The Asiatic wildcat (Felis silvestris ornata), also known as Asian steppe wildcat and Indian desert cat, is a subspecies found from the eastern Caspian north to Kazakhstan, Afghanistan, Pakistan, into western India, western China and southern Mongolia. Since they are spread over such vast territory it is impossible to ascertain their number, but it is believed that populations are declining throughout the range.
Throughout the range Asian wildcat’s fur is generally short, but its length varies according to the age of the cat and the season of the year. Animals with paler forms are found in drier areas, whereas the darker, more heavily spotted and striped forms live in more humid and wooded areas. These animals have a long, tapering tail, with a short black tip, and with spots at the base. Unique feature of these wildcats is a small but prominent tuft of hair, up to one-and-a-half cm long, on the tip of each ear. Their forehead has a pattern of four well-developed black bands. Compared to domestic cats, Asian wildcats have relatively longer legs. Throat and ventral surfaces are whitish to light grey to cream, often with distinct white patches on the throat, chest and belly. Weighing about 3 to 4 kg (6.6 to 8.8 lb), males are generally heavier than females
Asian wildcats found in India and Pakistan have pale sandy yellow coats that are marked with small spots that tend to lie in vertical lines down the trunk and flanks. Those occurring in Central Asia have more greyish-yellow or reddish background colour, marked distinctly with small black or red-brown spots. The spots on the body are sometimes fused into stripes, especially in the Central Asian regions east of the Tian Shan Mountains.
Distribution and habitat
Asiatic wildcats are frequently observed in the daytime. They often use rock crevices or burrows dug by other animals. The Caucasus or Caucasia, a region at the border of Europe and Asia, situated between the Black and the Caspian Seas, is the transitional zone between the Asiatic wildcat to the south and east and the European wildcat to the north and west. In this region, European wildcats inhabit montane forests, whereas Asiatic wildcats occur in the low-lying desert and semi-desert regions adjoining the Caspian sea. They are usually found near water sources, but are capable of living year-round in waterless desert. In mountainous regions, where there is sufficient dense vegetation, they are found up to the altitude of 2,000 to 3,000 m (6,600 to 9,800 ft). Depth of the snow in winters restricts the northern boundaries of their range.

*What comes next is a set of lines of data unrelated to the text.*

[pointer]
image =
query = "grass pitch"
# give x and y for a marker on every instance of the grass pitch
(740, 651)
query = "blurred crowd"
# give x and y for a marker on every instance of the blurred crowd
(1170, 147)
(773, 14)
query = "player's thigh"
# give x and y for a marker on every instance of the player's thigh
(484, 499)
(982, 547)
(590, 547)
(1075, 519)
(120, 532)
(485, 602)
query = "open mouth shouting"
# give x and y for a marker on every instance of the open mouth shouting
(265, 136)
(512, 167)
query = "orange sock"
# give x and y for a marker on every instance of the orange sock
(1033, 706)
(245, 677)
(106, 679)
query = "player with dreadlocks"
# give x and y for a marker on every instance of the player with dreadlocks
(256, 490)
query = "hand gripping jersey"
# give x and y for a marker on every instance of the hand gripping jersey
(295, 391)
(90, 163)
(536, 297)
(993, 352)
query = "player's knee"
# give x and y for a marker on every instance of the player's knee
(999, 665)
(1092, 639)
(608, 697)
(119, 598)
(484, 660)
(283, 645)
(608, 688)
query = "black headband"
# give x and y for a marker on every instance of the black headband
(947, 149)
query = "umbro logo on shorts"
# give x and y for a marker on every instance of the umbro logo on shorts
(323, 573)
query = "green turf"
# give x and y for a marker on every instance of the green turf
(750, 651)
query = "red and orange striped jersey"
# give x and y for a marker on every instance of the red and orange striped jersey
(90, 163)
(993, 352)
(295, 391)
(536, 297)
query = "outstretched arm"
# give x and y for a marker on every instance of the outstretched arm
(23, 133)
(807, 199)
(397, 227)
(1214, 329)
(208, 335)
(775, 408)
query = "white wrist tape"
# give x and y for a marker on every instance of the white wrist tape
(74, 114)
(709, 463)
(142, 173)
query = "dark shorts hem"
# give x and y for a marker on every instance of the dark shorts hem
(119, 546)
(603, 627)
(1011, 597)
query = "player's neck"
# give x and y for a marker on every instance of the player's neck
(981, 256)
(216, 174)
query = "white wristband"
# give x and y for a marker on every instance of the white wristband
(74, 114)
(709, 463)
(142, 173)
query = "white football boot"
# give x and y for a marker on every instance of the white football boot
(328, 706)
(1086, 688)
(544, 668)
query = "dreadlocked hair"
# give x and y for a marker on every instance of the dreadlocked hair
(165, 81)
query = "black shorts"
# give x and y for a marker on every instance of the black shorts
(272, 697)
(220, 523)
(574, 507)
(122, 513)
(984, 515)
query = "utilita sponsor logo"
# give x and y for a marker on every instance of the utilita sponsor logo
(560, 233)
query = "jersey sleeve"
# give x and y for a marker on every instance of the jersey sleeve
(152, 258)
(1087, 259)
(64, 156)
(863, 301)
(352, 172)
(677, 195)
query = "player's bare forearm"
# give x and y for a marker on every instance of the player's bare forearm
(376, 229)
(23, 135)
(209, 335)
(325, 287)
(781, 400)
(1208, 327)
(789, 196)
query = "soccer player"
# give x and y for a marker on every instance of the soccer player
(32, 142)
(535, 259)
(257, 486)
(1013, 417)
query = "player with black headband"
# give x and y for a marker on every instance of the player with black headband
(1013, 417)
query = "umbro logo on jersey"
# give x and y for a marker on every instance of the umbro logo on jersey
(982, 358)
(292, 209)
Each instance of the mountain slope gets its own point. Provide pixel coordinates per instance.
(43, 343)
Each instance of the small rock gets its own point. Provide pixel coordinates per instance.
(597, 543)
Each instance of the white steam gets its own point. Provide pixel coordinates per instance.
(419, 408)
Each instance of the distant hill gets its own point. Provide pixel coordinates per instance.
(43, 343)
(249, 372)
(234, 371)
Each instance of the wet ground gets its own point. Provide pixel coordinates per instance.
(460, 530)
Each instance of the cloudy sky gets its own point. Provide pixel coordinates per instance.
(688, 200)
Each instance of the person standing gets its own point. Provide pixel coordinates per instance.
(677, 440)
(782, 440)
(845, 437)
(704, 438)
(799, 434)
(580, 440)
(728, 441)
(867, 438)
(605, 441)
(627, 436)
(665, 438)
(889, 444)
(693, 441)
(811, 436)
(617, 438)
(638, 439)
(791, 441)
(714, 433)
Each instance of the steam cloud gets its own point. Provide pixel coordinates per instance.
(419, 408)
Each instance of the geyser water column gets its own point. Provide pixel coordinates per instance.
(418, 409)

The subspecies is most typically associated with scrub desert in India. They occur in the desert areas of Rajasthan, Rann of Kutch and the adjoining Banni grasslands in the neighbouring state of Gujrat in India and the desert areas of Sindh in Pakistan.
In 1999, they were reportedly present in Nagaur, Pali, Barmer, Bikaner and Jaisalmer districts of Rajasthan. The Jalore Wildlife Sanctuary in Rajasthan is one of the only accessible wildlife areas where Asiatic wildcats are present in sizable numbers.

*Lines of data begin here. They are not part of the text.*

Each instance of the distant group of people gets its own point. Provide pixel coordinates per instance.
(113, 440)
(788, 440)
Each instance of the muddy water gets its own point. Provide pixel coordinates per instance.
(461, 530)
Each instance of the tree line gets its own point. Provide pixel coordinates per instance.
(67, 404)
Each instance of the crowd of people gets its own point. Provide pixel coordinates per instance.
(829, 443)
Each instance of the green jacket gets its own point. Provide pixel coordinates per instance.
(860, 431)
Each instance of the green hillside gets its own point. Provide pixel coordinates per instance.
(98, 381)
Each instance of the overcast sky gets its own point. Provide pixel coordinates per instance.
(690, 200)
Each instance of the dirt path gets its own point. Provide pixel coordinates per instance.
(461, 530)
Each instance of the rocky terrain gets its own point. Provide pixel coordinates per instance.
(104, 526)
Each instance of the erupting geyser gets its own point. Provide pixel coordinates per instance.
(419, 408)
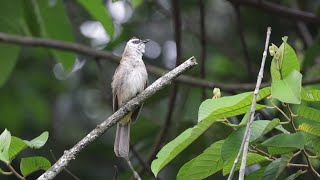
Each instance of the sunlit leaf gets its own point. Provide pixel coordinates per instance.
(211, 107)
(310, 129)
(5, 139)
(288, 89)
(295, 140)
(294, 176)
(39, 141)
(310, 95)
(284, 62)
(252, 159)
(209, 116)
(309, 113)
(204, 165)
(280, 150)
(256, 175)
(274, 169)
(232, 144)
(97, 10)
(32, 164)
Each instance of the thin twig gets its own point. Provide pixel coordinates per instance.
(203, 45)
(104, 55)
(243, 42)
(71, 154)
(15, 172)
(171, 105)
(245, 142)
(65, 169)
(135, 174)
(279, 10)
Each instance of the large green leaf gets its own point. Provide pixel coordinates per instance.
(310, 95)
(5, 139)
(288, 89)
(98, 11)
(16, 146)
(310, 129)
(227, 109)
(39, 141)
(274, 169)
(211, 107)
(280, 150)
(256, 175)
(252, 159)
(232, 144)
(204, 165)
(309, 113)
(295, 140)
(32, 164)
(284, 62)
(54, 23)
(10, 22)
(295, 175)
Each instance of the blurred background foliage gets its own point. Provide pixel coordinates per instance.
(66, 94)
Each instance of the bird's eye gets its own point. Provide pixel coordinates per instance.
(136, 41)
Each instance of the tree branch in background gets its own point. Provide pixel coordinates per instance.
(203, 45)
(171, 104)
(71, 154)
(246, 137)
(243, 42)
(104, 55)
(279, 10)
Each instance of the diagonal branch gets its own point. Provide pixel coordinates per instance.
(104, 55)
(71, 154)
(246, 137)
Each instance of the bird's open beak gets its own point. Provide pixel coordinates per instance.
(146, 40)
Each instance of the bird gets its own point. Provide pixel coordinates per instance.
(129, 79)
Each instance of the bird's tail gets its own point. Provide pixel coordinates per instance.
(122, 141)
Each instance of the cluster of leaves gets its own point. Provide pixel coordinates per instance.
(11, 146)
(272, 153)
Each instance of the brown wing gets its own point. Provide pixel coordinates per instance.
(136, 112)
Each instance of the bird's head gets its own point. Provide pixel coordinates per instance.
(136, 44)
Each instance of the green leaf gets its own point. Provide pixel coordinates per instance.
(204, 165)
(275, 168)
(211, 107)
(232, 144)
(32, 164)
(227, 109)
(284, 62)
(280, 150)
(39, 141)
(98, 11)
(16, 146)
(295, 140)
(310, 129)
(310, 95)
(5, 139)
(295, 175)
(309, 113)
(4, 172)
(136, 3)
(10, 22)
(288, 90)
(252, 159)
(54, 23)
(256, 175)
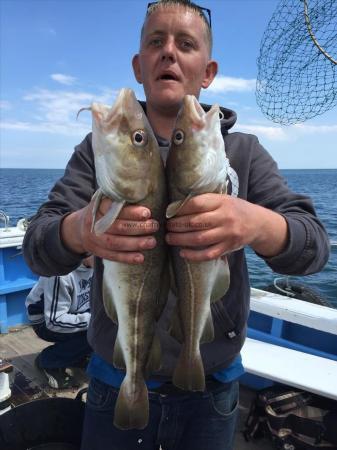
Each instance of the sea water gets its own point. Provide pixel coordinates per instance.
(23, 191)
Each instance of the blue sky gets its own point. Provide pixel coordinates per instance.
(59, 56)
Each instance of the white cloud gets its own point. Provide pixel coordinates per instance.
(272, 133)
(306, 128)
(281, 133)
(63, 79)
(57, 111)
(4, 104)
(223, 84)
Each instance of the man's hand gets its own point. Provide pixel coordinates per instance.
(131, 233)
(211, 225)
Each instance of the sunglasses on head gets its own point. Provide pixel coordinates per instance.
(205, 12)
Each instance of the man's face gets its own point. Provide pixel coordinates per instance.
(174, 57)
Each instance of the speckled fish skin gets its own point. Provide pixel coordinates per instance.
(129, 170)
(196, 164)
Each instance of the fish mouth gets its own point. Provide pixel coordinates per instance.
(195, 112)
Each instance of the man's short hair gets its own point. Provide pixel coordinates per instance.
(188, 5)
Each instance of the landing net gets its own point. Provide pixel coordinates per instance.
(297, 64)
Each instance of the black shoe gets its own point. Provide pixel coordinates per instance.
(57, 378)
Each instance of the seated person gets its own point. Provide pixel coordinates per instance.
(58, 309)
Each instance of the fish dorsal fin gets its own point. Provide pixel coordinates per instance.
(174, 207)
(222, 280)
(108, 219)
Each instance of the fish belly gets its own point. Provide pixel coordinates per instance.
(194, 283)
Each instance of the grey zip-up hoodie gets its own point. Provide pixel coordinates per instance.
(260, 182)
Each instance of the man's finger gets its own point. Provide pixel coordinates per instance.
(133, 228)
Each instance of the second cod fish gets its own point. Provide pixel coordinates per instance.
(129, 170)
(196, 164)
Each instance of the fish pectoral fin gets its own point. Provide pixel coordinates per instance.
(154, 359)
(108, 219)
(97, 197)
(222, 280)
(118, 358)
(132, 406)
(174, 207)
(176, 329)
(208, 331)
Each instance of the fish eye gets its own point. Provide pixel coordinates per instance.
(178, 137)
(139, 138)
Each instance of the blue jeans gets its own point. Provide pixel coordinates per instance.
(192, 421)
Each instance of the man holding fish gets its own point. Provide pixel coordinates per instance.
(167, 337)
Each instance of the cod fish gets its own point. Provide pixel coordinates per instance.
(196, 164)
(129, 170)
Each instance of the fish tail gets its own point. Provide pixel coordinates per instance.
(189, 372)
(132, 406)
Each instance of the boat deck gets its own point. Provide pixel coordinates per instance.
(21, 346)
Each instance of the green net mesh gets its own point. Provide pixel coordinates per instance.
(297, 65)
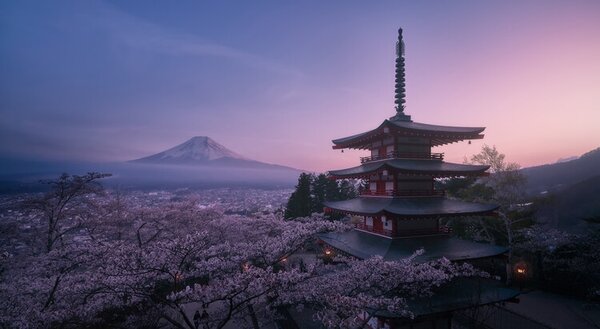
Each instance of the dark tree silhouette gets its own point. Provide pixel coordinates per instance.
(64, 203)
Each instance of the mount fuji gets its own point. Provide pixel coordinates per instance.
(204, 151)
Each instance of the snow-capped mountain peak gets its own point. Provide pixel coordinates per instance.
(199, 148)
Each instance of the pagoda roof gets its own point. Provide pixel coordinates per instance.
(439, 135)
(410, 206)
(458, 294)
(364, 245)
(412, 166)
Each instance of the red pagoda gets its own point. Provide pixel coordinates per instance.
(401, 210)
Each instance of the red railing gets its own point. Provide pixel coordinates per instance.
(403, 233)
(363, 227)
(409, 155)
(405, 193)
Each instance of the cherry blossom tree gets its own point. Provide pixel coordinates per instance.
(63, 207)
(185, 267)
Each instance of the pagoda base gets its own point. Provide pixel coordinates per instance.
(364, 245)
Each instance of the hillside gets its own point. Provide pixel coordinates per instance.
(557, 176)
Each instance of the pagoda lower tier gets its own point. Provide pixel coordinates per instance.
(431, 168)
(409, 207)
(364, 245)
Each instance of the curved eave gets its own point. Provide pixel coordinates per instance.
(434, 168)
(439, 135)
(410, 207)
(364, 245)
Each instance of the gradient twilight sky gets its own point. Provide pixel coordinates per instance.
(277, 80)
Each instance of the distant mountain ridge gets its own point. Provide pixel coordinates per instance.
(206, 152)
(556, 176)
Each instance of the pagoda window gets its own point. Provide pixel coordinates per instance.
(389, 149)
(389, 186)
(421, 225)
(373, 186)
(387, 223)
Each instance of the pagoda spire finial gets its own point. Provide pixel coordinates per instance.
(400, 81)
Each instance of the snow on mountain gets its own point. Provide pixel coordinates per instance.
(205, 152)
(196, 149)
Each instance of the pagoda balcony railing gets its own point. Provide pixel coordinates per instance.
(403, 233)
(409, 155)
(367, 228)
(404, 193)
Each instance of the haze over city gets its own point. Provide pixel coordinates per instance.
(114, 81)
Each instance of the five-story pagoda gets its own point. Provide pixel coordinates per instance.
(401, 210)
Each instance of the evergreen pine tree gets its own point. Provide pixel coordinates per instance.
(300, 202)
(319, 192)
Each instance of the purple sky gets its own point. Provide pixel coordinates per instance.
(277, 80)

In western Rajasthan’s scrub habitat they live mainly on desert gerbils ( a small mammal of the order Rodentia), but also hunt doves, hares, rats, sandgrouses, gray partridges, sparrows, peafowls and bulbuls and also feed on eggs of ground nesting birds. They have been observed preying on reptiles like, saw-scale vipers, cobras, sand boas, geckos and even on scorpions and beetles.
Asiatic wildcats have been recorded from the central Hazarajat mountains and the steppe region, from Shibar Pass, near Herat and in Bamyan Province in Afghanistan prior to 1973.

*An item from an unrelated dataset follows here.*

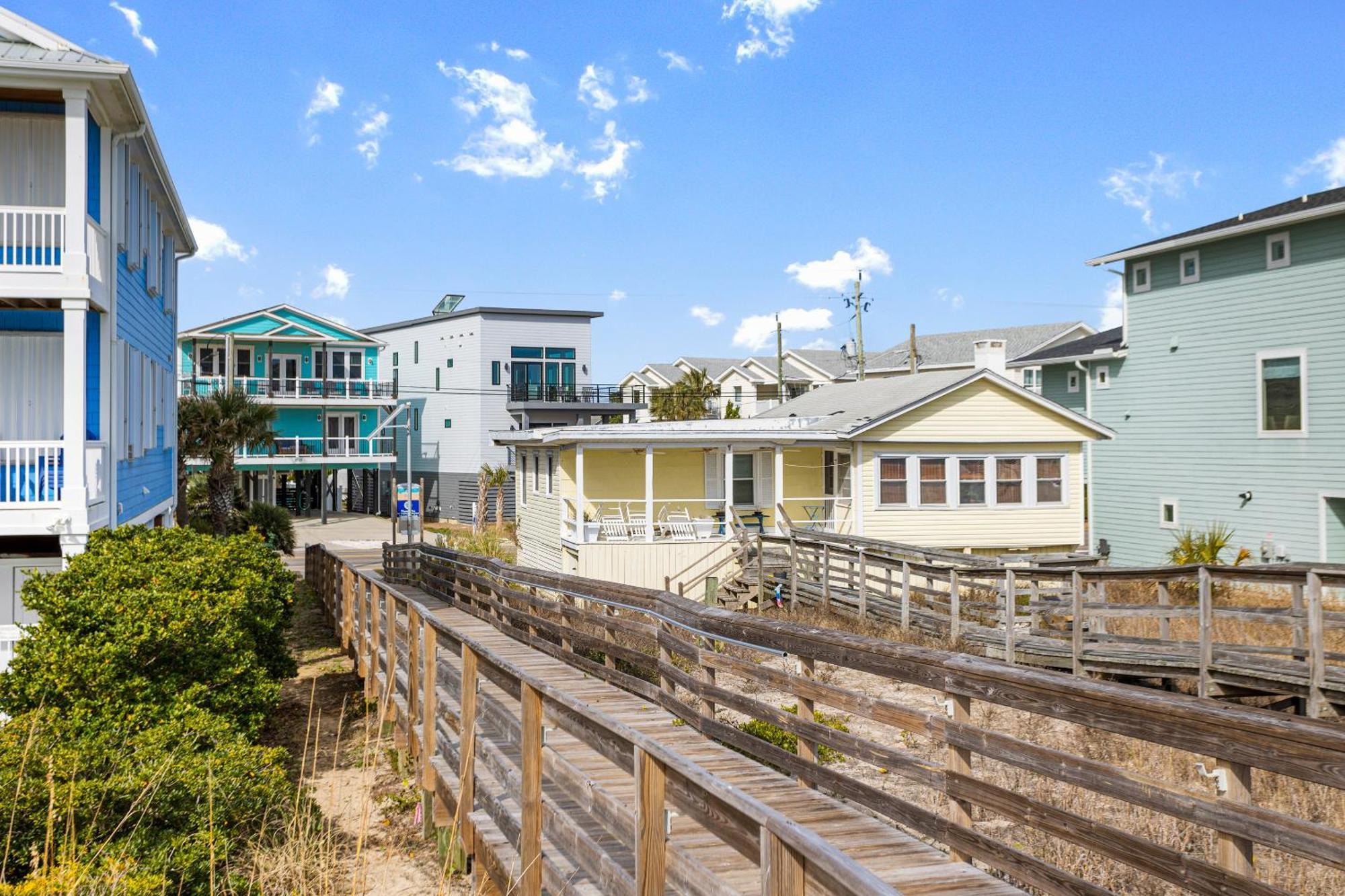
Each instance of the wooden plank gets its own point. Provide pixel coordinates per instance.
(650, 825)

In 1990s, the subspecies was reported as quite common and populations stable in the lowlands of Kazakhstan. A pronounced loss of range has been documented in Azerbaijan.
In China, the animal is found in Shaanxi, Gansu, Xinjiang, Qinghai, Ningxia, and Inner Mongolia. There are records showing the cat’s presence in northern Tibet as well as Sichuan, but they are questionable. Before 1950, Asiatic wildcat was the most commonly found felid in Xingjian. They could be easily located along all the major river basin systems and in Taklimakan desert, but later it got confined to three regions of southern Xinjiang only viz., Bayingolin Mongol Autonomous Prefecture Bayingolin Mongol Autonomous Oblast, Aksu and Hotan. In its natural habitat in the Xinjiang desert region of China the cat is declining rapidly primarily because of excessive hunting for pelt trade and secondly due to shrinkage of habitat due to cultivation, oil and gas exploration and excessive use of pesticides.
Results of a feed item analysis of Asiatic cats in the Tarim Basin in northwest China revealed that their primary prey was the Tarim hare followed by jerboa, gerbil, poultry and small birds, fish, Cardiocranius spp., sand lizard and Agamid lizards.
Apart from other factors hybridisation is a great threat to the subspecies. Females quite often mate with domestic males, as a result hybrid offspring are frequently found near villages where wild females live. They have been hunted on large scale in Afghanistan; in 1977 over 1200 pelts manufactured into different articles were on display in the bazaars of Kabul.